I had a lot of trouble finding the perfect fabric for this coat. I searched extensively online and had no luck in finding a decent wool coating in wine. Eventually, I found a wool and cashmere blend from Fabrics & Fabrics, a new to me store in NY. Their service was wonderful and I think the price was very competitive too. The fabric is gorgeous as you would expect from a cashmere blend. It has a lovely, luxurious surface and the most vibrant colour.
My cashmere wasn’t that heavy for a coating, so I decided to block fuse it all (except the sleeves) for a little extra weight and structure. I used ProWEFT Supreme Medium fusible interfacing from Fashion Sewing Supply. It’s an interfacing specifically made for tailoring and is said to mimic the softness of hand-stitching. I’m sold! It is a beautiful interfacing with a lovely soft hand, and it gave the innards of my coat the perfect structure to display those outer pleats as I liked. I took care to cut my interfacing a little smaller than the pattern pieces to avoid having it cover the seam allowances. I have Cashmerette to thank for this. I was following along with her coat-making posts just as I was getting ready to sew mine. If it weren’t for her brainstorming the problem of her princess seam ripples, I probably would have gone through all that heartache myself. So I kept the seam allowances interfacing free, and there were no ripples in my coat.
I was also planning on fusing hair canvas (yeah, fusible hair canvas!) to parts of the bodice, on top of my block fusing, for extra structure. Well, the truth is that I did actually cut and fuse my precious hair canvas, but it gave the coat far too stiff a look and the pleats didn’t fall nicely. I hyperventilated a little and then decided to peel it all off. To deal with the rough and sticky residue left behind from the hair canvas, I decided to cover the original interfacing with some extra lightweight interfacing that I would normally use for knits and sheers. This added the perfect little bit of extra support to the bodice and it also covered the residue from the hair canvas disaster. It meant I could now attach my beautiful Caroline Herrera silk twill lining. Do you want the demure peak at my lining?
Or the big flash? It just so happened that my leather trimmed tunic was the perfect dress to fit beneath this coat.
I attached the body of the lining as one and the sleeves separately. I then hand-stitched the sleeve linings at the sleeve-cap. Because the design of this coat wasn’t of a traditional coat shape, I found myself with decisions to make at so many steps along the way. Initially, I wasn’t quite sure about the way the sleeves were hanging, so I added a soft sleeve head to each of the sleeve caps. I also toyed with shoulder pads, but decided against them in the end.

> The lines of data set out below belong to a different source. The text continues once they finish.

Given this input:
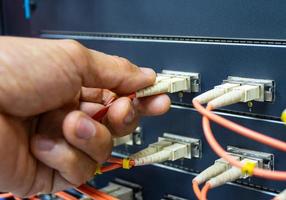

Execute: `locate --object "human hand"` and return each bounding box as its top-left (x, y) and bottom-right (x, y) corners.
top-left (0, 37), bottom-right (170, 196)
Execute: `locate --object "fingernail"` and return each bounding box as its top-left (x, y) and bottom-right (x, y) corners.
top-left (124, 107), bottom-right (135, 124)
top-left (76, 117), bottom-right (96, 139)
top-left (140, 68), bottom-right (155, 77)
top-left (36, 137), bottom-right (55, 151)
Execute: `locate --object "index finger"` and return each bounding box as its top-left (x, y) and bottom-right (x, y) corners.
top-left (59, 40), bottom-right (156, 95)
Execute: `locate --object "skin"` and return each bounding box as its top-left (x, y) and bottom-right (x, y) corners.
top-left (0, 37), bottom-right (170, 196)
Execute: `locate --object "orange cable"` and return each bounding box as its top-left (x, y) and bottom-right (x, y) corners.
top-left (193, 100), bottom-right (286, 181)
top-left (192, 180), bottom-right (202, 199)
top-left (28, 196), bottom-right (40, 200)
top-left (101, 164), bottom-right (122, 173)
top-left (201, 183), bottom-right (211, 200)
top-left (107, 157), bottom-right (135, 167)
top-left (192, 99), bottom-right (286, 152)
top-left (107, 157), bottom-right (123, 165)
top-left (55, 192), bottom-right (78, 200)
top-left (77, 185), bottom-right (119, 200)
top-left (0, 193), bottom-right (13, 198)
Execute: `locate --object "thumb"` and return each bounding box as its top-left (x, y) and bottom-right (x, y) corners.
top-left (0, 37), bottom-right (156, 117)
top-left (58, 41), bottom-right (156, 95)
top-left (82, 51), bottom-right (156, 95)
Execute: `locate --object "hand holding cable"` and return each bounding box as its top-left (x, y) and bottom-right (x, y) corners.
top-left (0, 37), bottom-right (171, 196)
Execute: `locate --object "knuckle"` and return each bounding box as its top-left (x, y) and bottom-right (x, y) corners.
top-left (59, 39), bottom-right (88, 67)
top-left (67, 164), bottom-right (93, 186)
top-left (61, 39), bottom-right (83, 51)
top-left (113, 56), bottom-right (135, 70)
top-left (96, 146), bottom-right (112, 164)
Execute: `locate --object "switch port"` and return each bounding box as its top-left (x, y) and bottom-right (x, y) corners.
top-left (158, 133), bottom-right (202, 159)
top-left (227, 146), bottom-right (274, 170)
top-left (100, 178), bottom-right (143, 200)
top-left (113, 127), bottom-right (143, 147)
top-left (223, 76), bottom-right (275, 102)
top-left (162, 70), bottom-right (200, 93)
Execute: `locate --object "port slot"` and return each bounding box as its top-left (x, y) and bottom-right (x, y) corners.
top-left (113, 127), bottom-right (143, 147)
top-left (162, 194), bottom-right (189, 200)
top-left (223, 76), bottom-right (275, 102)
top-left (162, 70), bottom-right (200, 93)
top-left (227, 146), bottom-right (274, 170)
top-left (100, 178), bottom-right (143, 200)
top-left (158, 132), bottom-right (202, 159)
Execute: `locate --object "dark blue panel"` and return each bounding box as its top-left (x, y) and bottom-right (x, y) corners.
top-left (70, 38), bottom-right (284, 118)
top-left (31, 0), bottom-right (286, 39)
top-left (2, 0), bottom-right (31, 36)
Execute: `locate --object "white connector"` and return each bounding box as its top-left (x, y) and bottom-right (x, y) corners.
top-left (113, 135), bottom-right (133, 147)
top-left (207, 165), bottom-right (242, 188)
top-left (133, 149), bottom-right (171, 166)
top-left (129, 140), bottom-right (172, 159)
top-left (275, 189), bottom-right (286, 200)
top-left (193, 83), bottom-right (240, 104)
top-left (206, 159), bottom-right (258, 188)
top-left (136, 73), bottom-right (190, 98)
top-left (208, 84), bottom-right (260, 109)
top-left (193, 157), bottom-right (239, 185)
top-left (133, 143), bottom-right (188, 166)
top-left (163, 143), bottom-right (188, 161)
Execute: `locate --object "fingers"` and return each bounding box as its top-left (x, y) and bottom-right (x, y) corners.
top-left (32, 107), bottom-right (113, 188)
top-left (104, 97), bottom-right (139, 137)
top-left (80, 100), bottom-right (139, 137)
top-left (62, 111), bottom-right (113, 163)
top-left (58, 39), bottom-right (156, 94)
top-left (134, 94), bottom-right (171, 116)
top-left (86, 50), bottom-right (156, 94)
top-left (81, 95), bottom-right (170, 137)
top-left (79, 94), bottom-right (170, 137)
top-left (51, 171), bottom-right (76, 193)
top-left (80, 102), bottom-right (105, 117)
top-left (80, 87), bottom-right (116, 104)
top-left (0, 38), bottom-right (156, 117)
top-left (31, 135), bottom-right (97, 186)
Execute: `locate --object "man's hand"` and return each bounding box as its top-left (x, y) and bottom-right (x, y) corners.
top-left (0, 37), bottom-right (170, 196)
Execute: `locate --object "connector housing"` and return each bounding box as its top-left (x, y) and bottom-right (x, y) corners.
top-left (158, 133), bottom-right (202, 159)
top-left (162, 70), bottom-right (200, 92)
top-left (113, 127), bottom-right (143, 147)
top-left (227, 146), bottom-right (274, 170)
top-left (223, 76), bottom-right (275, 102)
top-left (234, 85), bottom-right (260, 102)
top-left (164, 143), bottom-right (188, 161)
top-left (100, 178), bottom-right (143, 200)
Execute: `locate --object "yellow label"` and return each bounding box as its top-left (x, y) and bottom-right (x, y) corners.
top-left (122, 158), bottom-right (132, 169)
top-left (281, 109), bottom-right (286, 123)
top-left (241, 161), bottom-right (256, 176)
top-left (94, 165), bottom-right (102, 175)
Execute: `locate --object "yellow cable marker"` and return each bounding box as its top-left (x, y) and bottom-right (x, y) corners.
top-left (281, 109), bottom-right (286, 123)
top-left (122, 158), bottom-right (132, 169)
top-left (241, 161), bottom-right (256, 176)
top-left (94, 165), bottom-right (102, 175)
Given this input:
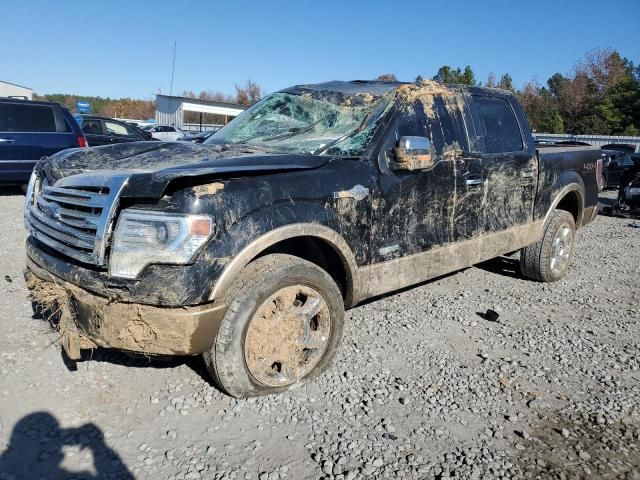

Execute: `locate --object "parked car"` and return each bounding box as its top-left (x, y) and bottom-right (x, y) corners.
top-left (601, 149), bottom-right (636, 188)
top-left (0, 98), bottom-right (87, 189)
top-left (179, 130), bottom-right (215, 144)
top-left (145, 124), bottom-right (186, 142)
top-left (24, 80), bottom-right (599, 397)
top-left (74, 115), bottom-right (152, 146)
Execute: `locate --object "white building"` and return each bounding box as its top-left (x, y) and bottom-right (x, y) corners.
top-left (155, 94), bottom-right (246, 131)
top-left (0, 80), bottom-right (33, 100)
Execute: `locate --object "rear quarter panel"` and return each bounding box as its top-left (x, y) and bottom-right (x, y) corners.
top-left (534, 146), bottom-right (600, 226)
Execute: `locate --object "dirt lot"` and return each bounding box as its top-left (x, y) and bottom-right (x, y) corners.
top-left (0, 188), bottom-right (638, 480)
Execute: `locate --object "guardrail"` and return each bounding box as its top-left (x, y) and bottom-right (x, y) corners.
top-left (183, 123), bottom-right (223, 132)
top-left (533, 133), bottom-right (640, 152)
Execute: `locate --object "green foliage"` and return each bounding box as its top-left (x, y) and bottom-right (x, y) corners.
top-left (433, 65), bottom-right (477, 86)
top-left (462, 49), bottom-right (640, 135)
top-left (33, 93), bottom-right (155, 119)
top-left (498, 74), bottom-right (513, 91)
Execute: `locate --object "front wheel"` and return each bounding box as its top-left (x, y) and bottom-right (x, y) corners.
top-left (520, 210), bottom-right (576, 282)
top-left (203, 254), bottom-right (344, 398)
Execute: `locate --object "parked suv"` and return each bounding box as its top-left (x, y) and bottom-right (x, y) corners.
top-left (75, 115), bottom-right (152, 147)
top-left (145, 124), bottom-right (186, 142)
top-left (0, 98), bottom-right (86, 188)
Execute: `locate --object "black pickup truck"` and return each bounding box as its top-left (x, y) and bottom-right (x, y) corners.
top-left (24, 80), bottom-right (600, 397)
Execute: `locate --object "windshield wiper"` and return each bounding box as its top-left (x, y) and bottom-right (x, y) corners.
top-left (312, 110), bottom-right (374, 155)
top-left (260, 117), bottom-right (326, 142)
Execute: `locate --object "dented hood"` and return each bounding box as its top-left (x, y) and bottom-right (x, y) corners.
top-left (39, 141), bottom-right (331, 198)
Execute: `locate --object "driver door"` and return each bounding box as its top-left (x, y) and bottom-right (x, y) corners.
top-left (364, 96), bottom-right (482, 297)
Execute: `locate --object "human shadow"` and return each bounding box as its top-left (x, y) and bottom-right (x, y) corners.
top-left (0, 412), bottom-right (134, 479)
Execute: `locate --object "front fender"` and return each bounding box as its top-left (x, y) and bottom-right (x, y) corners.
top-left (201, 201), bottom-right (361, 306)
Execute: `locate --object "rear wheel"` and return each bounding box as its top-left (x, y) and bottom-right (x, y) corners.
top-left (203, 254), bottom-right (344, 398)
top-left (520, 210), bottom-right (576, 282)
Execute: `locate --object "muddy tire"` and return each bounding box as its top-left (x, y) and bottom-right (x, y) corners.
top-left (520, 210), bottom-right (576, 282)
top-left (203, 254), bottom-right (344, 398)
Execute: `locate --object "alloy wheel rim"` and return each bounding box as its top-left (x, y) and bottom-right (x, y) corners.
top-left (550, 224), bottom-right (573, 276)
top-left (244, 285), bottom-right (331, 387)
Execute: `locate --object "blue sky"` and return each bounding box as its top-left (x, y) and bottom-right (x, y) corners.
top-left (3, 0), bottom-right (639, 100)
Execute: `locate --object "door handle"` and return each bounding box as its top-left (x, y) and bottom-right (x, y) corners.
top-left (465, 178), bottom-right (483, 186)
top-left (0, 138), bottom-right (16, 143)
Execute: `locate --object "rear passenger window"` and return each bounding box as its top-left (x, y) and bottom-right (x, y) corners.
top-left (82, 119), bottom-right (103, 135)
top-left (0, 104), bottom-right (57, 132)
top-left (471, 97), bottom-right (523, 154)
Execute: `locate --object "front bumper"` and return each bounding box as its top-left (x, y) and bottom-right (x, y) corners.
top-left (26, 256), bottom-right (226, 359)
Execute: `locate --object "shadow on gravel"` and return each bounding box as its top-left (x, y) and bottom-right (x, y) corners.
top-left (72, 347), bottom-right (214, 385)
top-left (29, 303), bottom-right (217, 390)
top-left (0, 186), bottom-right (24, 196)
top-left (475, 256), bottom-right (523, 279)
top-left (0, 411), bottom-right (133, 479)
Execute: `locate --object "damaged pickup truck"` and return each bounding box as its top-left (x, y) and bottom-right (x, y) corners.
top-left (24, 80), bottom-right (600, 397)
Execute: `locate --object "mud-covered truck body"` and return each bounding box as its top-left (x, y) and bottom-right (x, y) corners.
top-left (25, 80), bottom-right (600, 397)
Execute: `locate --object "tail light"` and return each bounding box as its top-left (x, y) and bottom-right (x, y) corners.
top-left (76, 135), bottom-right (88, 148)
top-left (596, 158), bottom-right (603, 178)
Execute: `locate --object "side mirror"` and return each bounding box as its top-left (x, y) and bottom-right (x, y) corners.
top-left (390, 136), bottom-right (434, 171)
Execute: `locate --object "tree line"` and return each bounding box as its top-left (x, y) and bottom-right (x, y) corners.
top-left (377, 48), bottom-right (639, 135)
top-left (33, 80), bottom-right (262, 121)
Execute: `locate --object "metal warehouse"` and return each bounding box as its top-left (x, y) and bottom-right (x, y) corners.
top-left (155, 94), bottom-right (246, 131)
top-left (0, 80), bottom-right (33, 100)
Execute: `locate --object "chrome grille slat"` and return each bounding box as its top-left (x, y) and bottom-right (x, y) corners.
top-left (25, 174), bottom-right (129, 266)
top-left (36, 195), bottom-right (101, 222)
top-left (29, 206), bottom-right (96, 247)
top-left (29, 217), bottom-right (94, 250)
top-left (41, 192), bottom-right (107, 209)
top-left (30, 230), bottom-right (94, 264)
top-left (43, 186), bottom-right (96, 200)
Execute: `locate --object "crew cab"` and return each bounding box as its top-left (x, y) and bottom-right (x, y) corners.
top-left (24, 80), bottom-right (599, 397)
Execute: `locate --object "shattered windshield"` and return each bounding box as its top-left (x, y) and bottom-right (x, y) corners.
top-left (205, 90), bottom-right (393, 156)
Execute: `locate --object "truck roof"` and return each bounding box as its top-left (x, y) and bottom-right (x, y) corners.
top-left (282, 80), bottom-right (515, 101)
top-left (281, 80), bottom-right (407, 96)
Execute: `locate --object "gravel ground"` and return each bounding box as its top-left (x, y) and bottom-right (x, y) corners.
top-left (0, 188), bottom-right (638, 480)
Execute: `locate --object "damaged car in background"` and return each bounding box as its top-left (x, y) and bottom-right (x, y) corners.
top-left (24, 80), bottom-right (600, 397)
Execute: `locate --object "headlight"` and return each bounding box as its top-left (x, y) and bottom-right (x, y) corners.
top-left (109, 210), bottom-right (213, 279)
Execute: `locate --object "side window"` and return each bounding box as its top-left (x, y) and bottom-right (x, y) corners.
top-left (166, 126), bottom-right (176, 132)
top-left (621, 155), bottom-right (634, 167)
top-left (470, 96), bottom-right (523, 154)
top-left (82, 119), bottom-right (103, 135)
top-left (0, 104), bottom-right (57, 132)
top-left (105, 121), bottom-right (135, 137)
top-left (379, 101), bottom-right (430, 158)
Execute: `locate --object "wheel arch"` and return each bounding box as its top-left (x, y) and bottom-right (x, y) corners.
top-left (208, 223), bottom-right (361, 307)
top-left (544, 182), bottom-right (585, 228)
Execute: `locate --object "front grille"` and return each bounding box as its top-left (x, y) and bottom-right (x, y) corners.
top-left (25, 173), bottom-right (129, 265)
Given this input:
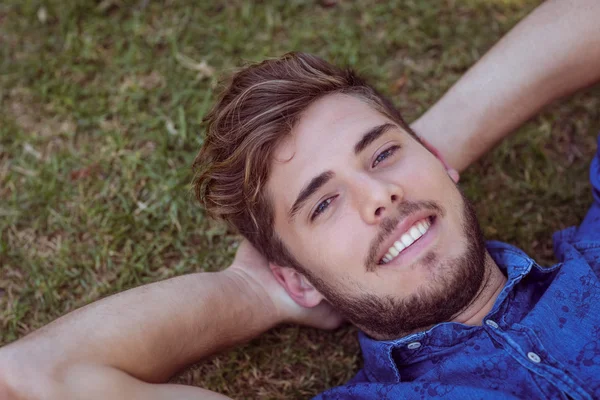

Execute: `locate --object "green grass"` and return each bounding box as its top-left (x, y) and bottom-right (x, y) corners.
top-left (1, 0), bottom-right (599, 398)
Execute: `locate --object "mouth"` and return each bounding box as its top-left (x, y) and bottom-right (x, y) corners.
top-left (378, 215), bottom-right (436, 265)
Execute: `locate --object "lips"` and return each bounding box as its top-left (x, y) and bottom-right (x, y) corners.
top-left (380, 217), bottom-right (432, 264)
top-left (374, 212), bottom-right (437, 265)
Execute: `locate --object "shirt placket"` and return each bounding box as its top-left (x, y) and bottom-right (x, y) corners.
top-left (483, 317), bottom-right (592, 400)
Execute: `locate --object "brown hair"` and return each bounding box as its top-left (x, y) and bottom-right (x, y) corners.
top-left (193, 52), bottom-right (413, 270)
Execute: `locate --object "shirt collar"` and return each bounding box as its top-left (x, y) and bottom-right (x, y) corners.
top-left (358, 240), bottom-right (538, 383)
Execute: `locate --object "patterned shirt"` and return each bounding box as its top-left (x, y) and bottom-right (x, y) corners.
top-left (315, 135), bottom-right (600, 399)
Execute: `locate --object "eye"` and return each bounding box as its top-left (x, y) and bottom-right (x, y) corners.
top-left (372, 145), bottom-right (400, 168)
top-left (311, 196), bottom-right (336, 221)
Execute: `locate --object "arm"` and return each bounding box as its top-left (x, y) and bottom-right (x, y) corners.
top-left (412, 0), bottom-right (600, 172)
top-left (0, 242), bottom-right (341, 399)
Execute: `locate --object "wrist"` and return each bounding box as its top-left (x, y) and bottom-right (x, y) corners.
top-left (222, 267), bottom-right (285, 328)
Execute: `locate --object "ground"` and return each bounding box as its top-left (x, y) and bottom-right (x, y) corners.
top-left (1, 0), bottom-right (599, 399)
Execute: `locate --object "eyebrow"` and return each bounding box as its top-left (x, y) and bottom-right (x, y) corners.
top-left (354, 123), bottom-right (396, 155)
top-left (288, 170), bottom-right (335, 222)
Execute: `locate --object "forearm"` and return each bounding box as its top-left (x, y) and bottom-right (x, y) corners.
top-left (412, 0), bottom-right (600, 172)
top-left (1, 362), bottom-right (234, 400)
top-left (0, 269), bottom-right (279, 387)
top-left (62, 364), bottom-right (233, 400)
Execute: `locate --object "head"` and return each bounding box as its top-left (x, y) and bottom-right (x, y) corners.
top-left (194, 52), bottom-right (486, 340)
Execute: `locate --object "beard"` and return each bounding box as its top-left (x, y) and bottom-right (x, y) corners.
top-left (305, 189), bottom-right (487, 341)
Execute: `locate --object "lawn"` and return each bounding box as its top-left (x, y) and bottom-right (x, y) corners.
top-left (1, 0), bottom-right (599, 398)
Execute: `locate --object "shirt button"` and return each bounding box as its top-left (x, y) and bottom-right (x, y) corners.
top-left (485, 320), bottom-right (499, 329)
top-left (407, 342), bottom-right (421, 350)
top-left (527, 352), bottom-right (541, 363)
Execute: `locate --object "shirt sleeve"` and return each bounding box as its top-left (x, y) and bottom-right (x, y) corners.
top-left (573, 133), bottom-right (600, 242)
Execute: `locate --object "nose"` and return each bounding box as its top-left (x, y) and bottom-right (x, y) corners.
top-left (354, 176), bottom-right (403, 224)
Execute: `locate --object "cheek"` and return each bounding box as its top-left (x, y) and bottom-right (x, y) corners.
top-left (299, 211), bottom-right (372, 275)
top-left (378, 146), bottom-right (437, 190)
top-left (400, 152), bottom-right (458, 206)
top-left (393, 153), bottom-right (470, 251)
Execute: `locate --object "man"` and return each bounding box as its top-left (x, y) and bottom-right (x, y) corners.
top-left (1, 1), bottom-right (599, 399)
top-left (194, 51), bottom-right (502, 344)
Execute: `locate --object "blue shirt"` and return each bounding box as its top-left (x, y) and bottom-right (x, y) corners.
top-left (315, 135), bottom-right (600, 400)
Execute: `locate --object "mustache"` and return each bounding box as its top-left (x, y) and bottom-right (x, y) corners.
top-left (365, 200), bottom-right (444, 271)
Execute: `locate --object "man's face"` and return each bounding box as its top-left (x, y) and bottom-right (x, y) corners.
top-left (267, 94), bottom-right (485, 340)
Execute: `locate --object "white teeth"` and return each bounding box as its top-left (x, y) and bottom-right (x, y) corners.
top-left (394, 241), bottom-right (405, 252)
top-left (409, 226), bottom-right (421, 240)
top-left (401, 234), bottom-right (414, 247)
top-left (380, 218), bottom-right (432, 264)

To keep the coat fastened, I used high-energy magnets that I encased in fabric before hand-stitching them to the inside of the coat facings. I placed one at the top of the bodice and one at the bottom.
My intention has always been to cinch in this coat with a black belt, albeit a thicker one than what I had available for the photos. I can overlap the front of the coat left side over right, or the other way around. This is probably to my detriment though, since I somehow manage to always fasten it up the wrong way. Maybe I was left-handed in another life. This is how the coat looks without a belt.
I learnt a lot through making this coat, which in my books is a big win, no matter how the coat turned out in the end. I’m pretty happy with the end result. My only regret is that this has now filled my coat needs for the season and I simply can’t justify making any more. I’m just going to have to Pin and dream away the rest of the Winter.